The National Scope of Practice Model addresses minimum scope of practice. The average EMT-B program in the United States encompasses somewhere between 120-150 hours of education. Without increasing total time, everything added is a tradeoff; to add additional content, we can remove something, add flexibility at the agency level or collectively decide that the development and maturation of clinicians is truly the goal at all practice levels, which may not be achievable through this set limit of hours.
While SGA placement and capnography are not at the national EMT scope of practice, the majority of states have allowed this as an EMT skill either at the state scope of practice or by agency-sponsorship and training. There is evidence that from a skill-performance perspective, placement success is high and indeed, may be an easier psychomotor skill for inexperienced providers than effective bag valve mask ventilation (which clearly still remains critical). It is essential that SGA placement and capnography come together, as SGAs still can have placement failure.
From the perspective of management of cardiac arrest, the indications are straightforward and may allow ALS clinicians to offload airway management and focus on the resuscitation overall. However, when considering adding a skill to the scope of practice, we must consider that this requires adding education to an already time-strapped curriculum, which should cover not only how to perform the skill, but when it should (or should not) be performed and how to monitor its effectiveness.
1. Bledsoe, B. E., Slattery, D. E., Lauver, R., Forred, W., Johnson, L., & Rigo, G. (2011). Can emergency medical services personnel effectively place and use the Supraglottic Airway Laryngopharyngeal Tube (SALT) airway?. Prehospital Emergency Care, 15(3), 359-365.
2. Gahan, K., Studnek, J. R., & Vandeventer, S. (2011). King LT-D use by urban basic life support first responders as the primary airway device for out-of-hospital cardiac arrest. Resuscitation, 82(12), 1525-1528.

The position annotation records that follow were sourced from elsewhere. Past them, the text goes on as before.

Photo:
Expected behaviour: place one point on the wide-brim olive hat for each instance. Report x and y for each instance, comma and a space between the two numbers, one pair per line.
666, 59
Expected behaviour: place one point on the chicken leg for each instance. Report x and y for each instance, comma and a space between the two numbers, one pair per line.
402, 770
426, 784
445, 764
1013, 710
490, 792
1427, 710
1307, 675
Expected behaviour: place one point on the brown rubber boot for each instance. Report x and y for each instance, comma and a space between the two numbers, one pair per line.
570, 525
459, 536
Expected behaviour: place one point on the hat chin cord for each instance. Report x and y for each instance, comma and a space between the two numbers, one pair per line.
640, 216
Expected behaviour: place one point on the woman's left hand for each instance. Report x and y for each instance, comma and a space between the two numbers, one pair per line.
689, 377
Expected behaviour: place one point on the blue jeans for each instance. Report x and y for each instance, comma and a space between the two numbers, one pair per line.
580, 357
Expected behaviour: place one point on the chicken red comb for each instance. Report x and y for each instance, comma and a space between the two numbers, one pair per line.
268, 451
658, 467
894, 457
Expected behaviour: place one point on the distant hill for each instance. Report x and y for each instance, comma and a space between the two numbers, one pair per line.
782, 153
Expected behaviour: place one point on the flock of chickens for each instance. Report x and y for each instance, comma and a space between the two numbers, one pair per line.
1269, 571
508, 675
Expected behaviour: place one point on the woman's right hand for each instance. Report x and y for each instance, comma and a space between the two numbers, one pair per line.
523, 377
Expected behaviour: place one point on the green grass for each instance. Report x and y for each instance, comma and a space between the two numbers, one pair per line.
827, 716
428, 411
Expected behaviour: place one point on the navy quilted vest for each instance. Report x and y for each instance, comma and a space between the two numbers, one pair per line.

3. Hart, D., Driver, B., Kartha, G., Reardon, R., & Miner, J. (2020). Efficacy of Laryngeal Tube versus Bag Mask Ventilation by Inexperienced Providers. Western Journal of Emergency Medicine, 21(3), 688.
4. Roth, D., Hafner, C., Aufmesser, W., Hudabiunigg, K., Wutti, C., Herkner, H., & Schreiber, W. (2015). Safety and feasibility of the laryngeal tube when used by EMTs during out-of-hospital cardiac arrest. The American journal of emergency medicine, 33(8), 1050-1055.
5. Fiala, A., Lederer, W., Neumayr, A., Egger, T., Neururer, S., Toferer, E., & Paal, P. (2017). EMT-led laryngeal tube vs. face-mask ventilation during cardiopulmonary resuscitation-a multicenter prospective randomized trial. Scandinavian journal of trauma, resuscitation and emergency medicine, 25(1), 1-7.